Details
- Date: 27 January 1874 07:15
- Location: Bo'ness Junction, Falkirk
- Coordinates: 55°58′40″N 3°39′31″W﻿ / ﻿55.9778°N 3.6585°W
- Country: Scotland
- Line: Edinburgh and Glasgow Railway
- Cause: Signaller's error

Statistics
- Trains: 2
- Deaths: 16
- Injured: 28

= Bo'ness Junction rail crash =

1874 railway incident in Scotland

Bo'ness Junction rail crash occurred at Bo'ness Junction in Falkirk, Scotland on 27 January 1874. A passenger express train collided with a goods train – 16 people were killed and 28 injured.

The junction lies on the Edinburgh and Glasgow Railway between Falkirk and Linlithgow where the line to Bo'ness joined from the north near Manuel station.
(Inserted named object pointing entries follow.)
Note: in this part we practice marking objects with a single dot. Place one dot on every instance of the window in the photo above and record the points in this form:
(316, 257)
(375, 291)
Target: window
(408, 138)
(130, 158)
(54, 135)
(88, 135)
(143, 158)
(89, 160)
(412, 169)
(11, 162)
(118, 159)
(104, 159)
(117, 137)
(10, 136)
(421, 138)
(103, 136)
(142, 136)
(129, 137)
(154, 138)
On the morning of 27 January 1874 the East Coast Scotch express had been divided at Edinburgh and was due to pass the junction in two portions; the first bound for Glasgow at 07:02 and the second bound for Perth at 07:07, but were running 8 minutes late. As soon as the Glasgow express passed, a goods train waiting in sidings at the junction was shunted across onto the main line, and the Perth express collided with it. It is believed that the station staff mistook the late-running Glasgow train for the second Perth express. Signals should have prevented the disaster but it is believed they were incorrectly set. Only when the roar of the approaching express could be heard were the signals were put back to danger, but it was too late to prevent the collision. 16 people were killed and 28 injured. A road bridge near the point of impact was so badly damaged it had to be demolished.

The tragedy was heightened by the fact that the absolute block signalling system which would have prevented the disaster (by preventing more than one train from occupying a section of route at the same time) was being installed at the time, and was due to be switched on only 10 days later.